Pop-Up District: A Guide to Returning the Public Realm to the Public
1 LU Hour (D, P)
Presenter: Carolyn Sponza, AIA (Gensler)
In recent years, the rise of pop-ups, tactical urbanism and creative placemaking has taken center stage in cities across the world. DC’s Office of Planing recently published “District of Columbia Public Space Activation & Stewardship Guide,” one of the first of its kind in the US, which serves as a public resource to help stakeholders foster vital public spaces throughout the city. This will be an interactive workshop demonstrating best practices and principles on how people can successfully activate a range of places to advance creativity, community, and culture. Offering an engaging discussion to understand the different components of the public realm.

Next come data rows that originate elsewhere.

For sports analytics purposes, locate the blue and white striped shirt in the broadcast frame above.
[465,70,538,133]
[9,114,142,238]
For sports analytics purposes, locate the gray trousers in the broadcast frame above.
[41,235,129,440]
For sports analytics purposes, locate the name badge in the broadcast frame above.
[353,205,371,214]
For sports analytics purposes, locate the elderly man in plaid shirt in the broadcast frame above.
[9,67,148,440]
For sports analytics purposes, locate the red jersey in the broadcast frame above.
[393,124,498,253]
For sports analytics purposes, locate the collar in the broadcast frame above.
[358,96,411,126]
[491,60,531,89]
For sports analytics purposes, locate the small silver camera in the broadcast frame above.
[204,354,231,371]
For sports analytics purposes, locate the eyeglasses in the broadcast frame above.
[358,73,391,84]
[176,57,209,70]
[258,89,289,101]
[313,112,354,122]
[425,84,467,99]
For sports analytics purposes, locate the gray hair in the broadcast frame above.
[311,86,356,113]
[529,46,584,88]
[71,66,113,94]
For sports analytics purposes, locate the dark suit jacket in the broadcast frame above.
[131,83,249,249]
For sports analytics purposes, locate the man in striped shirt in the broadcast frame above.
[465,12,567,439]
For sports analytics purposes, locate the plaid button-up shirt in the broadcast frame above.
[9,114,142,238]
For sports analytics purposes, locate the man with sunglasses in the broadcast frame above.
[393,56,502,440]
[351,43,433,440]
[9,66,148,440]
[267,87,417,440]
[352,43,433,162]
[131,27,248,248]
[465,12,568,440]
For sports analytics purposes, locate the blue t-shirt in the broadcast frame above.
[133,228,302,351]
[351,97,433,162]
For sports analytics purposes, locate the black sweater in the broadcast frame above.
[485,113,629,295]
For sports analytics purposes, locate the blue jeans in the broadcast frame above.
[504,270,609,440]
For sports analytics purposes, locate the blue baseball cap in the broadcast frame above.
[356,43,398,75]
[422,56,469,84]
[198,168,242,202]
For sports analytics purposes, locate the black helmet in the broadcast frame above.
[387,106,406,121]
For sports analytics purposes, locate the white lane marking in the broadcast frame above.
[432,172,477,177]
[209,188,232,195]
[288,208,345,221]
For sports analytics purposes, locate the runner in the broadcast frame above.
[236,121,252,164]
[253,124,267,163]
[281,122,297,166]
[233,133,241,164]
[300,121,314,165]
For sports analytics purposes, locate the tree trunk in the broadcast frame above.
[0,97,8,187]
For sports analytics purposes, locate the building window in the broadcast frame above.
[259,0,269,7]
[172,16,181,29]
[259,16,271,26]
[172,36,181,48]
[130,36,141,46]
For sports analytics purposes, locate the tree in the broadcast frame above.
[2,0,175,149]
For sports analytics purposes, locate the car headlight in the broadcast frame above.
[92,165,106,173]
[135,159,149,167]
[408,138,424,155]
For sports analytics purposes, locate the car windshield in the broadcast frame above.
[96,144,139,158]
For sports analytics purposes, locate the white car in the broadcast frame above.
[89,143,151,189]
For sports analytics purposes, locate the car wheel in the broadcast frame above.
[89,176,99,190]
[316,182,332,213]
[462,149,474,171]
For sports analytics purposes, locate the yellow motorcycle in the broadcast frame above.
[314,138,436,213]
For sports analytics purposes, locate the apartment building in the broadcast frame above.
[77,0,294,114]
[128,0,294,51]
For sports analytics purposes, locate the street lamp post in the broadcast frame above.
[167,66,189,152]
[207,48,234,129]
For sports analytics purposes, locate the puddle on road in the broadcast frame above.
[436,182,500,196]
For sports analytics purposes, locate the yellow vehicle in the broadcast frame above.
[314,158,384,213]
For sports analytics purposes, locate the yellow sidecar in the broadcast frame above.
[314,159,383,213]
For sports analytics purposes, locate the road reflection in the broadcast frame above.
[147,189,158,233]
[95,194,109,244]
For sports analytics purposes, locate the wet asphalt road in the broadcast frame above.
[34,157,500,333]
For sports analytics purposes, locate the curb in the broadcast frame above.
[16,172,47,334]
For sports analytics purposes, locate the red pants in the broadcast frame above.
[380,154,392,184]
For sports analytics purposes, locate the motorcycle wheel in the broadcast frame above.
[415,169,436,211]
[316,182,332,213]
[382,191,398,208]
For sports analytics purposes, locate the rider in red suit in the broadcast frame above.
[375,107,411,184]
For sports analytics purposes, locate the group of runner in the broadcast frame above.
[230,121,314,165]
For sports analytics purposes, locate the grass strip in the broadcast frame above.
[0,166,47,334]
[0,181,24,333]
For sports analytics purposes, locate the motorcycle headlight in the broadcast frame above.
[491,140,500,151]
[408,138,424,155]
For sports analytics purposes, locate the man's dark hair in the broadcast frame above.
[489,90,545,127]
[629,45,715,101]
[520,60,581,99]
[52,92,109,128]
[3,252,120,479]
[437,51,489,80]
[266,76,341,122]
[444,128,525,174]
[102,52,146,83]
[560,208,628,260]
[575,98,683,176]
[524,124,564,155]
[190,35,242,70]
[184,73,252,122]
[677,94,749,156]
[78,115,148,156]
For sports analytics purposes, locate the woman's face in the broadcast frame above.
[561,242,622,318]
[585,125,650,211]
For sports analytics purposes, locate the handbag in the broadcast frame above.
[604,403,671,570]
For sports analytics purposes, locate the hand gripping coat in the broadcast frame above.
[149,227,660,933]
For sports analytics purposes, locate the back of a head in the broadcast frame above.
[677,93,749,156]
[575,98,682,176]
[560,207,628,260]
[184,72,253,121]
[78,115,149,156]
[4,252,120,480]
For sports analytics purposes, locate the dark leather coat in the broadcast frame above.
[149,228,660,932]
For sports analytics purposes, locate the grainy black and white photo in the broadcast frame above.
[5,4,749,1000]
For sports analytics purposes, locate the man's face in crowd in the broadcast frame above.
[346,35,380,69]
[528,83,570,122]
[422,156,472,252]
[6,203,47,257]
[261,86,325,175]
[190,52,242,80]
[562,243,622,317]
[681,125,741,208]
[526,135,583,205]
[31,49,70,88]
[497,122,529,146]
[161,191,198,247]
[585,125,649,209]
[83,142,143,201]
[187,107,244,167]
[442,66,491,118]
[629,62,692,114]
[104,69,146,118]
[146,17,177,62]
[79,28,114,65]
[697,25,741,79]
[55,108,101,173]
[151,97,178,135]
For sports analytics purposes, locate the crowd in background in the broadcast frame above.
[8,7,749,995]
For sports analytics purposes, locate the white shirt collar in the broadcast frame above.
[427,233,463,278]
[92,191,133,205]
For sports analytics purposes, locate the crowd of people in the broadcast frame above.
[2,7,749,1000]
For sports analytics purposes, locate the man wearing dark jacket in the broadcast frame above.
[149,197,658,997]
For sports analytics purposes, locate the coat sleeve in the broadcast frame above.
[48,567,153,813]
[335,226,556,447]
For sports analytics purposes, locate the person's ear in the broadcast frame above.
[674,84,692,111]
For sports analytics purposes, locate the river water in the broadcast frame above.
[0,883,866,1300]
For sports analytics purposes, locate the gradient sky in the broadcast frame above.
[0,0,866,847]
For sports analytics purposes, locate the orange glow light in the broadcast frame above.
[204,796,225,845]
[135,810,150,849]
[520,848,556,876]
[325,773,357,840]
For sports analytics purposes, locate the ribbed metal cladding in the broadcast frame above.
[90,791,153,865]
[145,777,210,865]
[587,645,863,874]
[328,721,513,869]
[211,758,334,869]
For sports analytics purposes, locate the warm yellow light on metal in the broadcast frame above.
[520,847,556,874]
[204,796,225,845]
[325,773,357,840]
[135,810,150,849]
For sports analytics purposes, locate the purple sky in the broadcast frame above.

Pittsburgh has many examples of successful collaborations in the public realm. This session will help connect best practices that cities can employ and discuss the role that architects play in space activation. It will also showcase how real estate stakeholders (developers, architects, BIDs, community leaders, etc.) can partner with government agencies to embrace space activation and stewardship, as well as help communities use the spatial resources of their neighborhoods to improve quality of life, address issues of spatial equity and social justice, create a sense of identity, bring vitality to streets, and vocalize environmental sustainability. The workshop will also share guidance around the regulatory process, as well as toolkits that will help inform users on spatial and cultural considerations.